Kansas gov pushes faith-based Out4Life
Kansas Gov. Sam Brownback wants to match every inmate leaving state prison with a faith-based mentor, the Wichita Eagle reported June 20. Brownback spoke at an Out4Life conference sponsored by Watergate felon Charles Colson’s Prison Fellowship Ministries.
Partners in Brownback’s “Mentoring 4 Success” program include the state Department of Corrections, Prison Fellowship, Reaching Out From Within and Spiritual Advisors. Out4Life (“The State of Reentry”) has also launched in Louisiana, Arkansas, Tennessee, Georgia, Michigan, Minnesota, Arizona, Ohio, Texas, Virginia, Oregon and California.

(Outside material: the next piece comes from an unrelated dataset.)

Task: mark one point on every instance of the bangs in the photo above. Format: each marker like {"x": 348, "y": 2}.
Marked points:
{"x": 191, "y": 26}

End sought to Amish buggy break
The Kentucky Court of Appeals unanimously denied a petition June 3 from nine Amish men cited for failure to have slow-moving-vehicle symbols on their buggies. Senior Judge Ann O’Malley Shake wrote that the men’s religious rights could not infringe on the public safety and sent the case back to Graves County Court, The Associated Press reported.
Assistant Commonwealth’s Attorney Scott Robbins said he will ask at an Aug. 25 hearing for the citations to be enforced. If the men refuse to pay the $25 fines and $138 court costs per violation, they could be jailed for up to six months for contempt. They’re represented by American Civil Liberties Union attorney Bill Sharp of Louisville.
The Old Order Swartzentruber sect contends the orange emblem is too worldly and that the shape could be construed to represent the trinity. They want to instead use reflective tape and lanterns after dark. Several other cases are pending.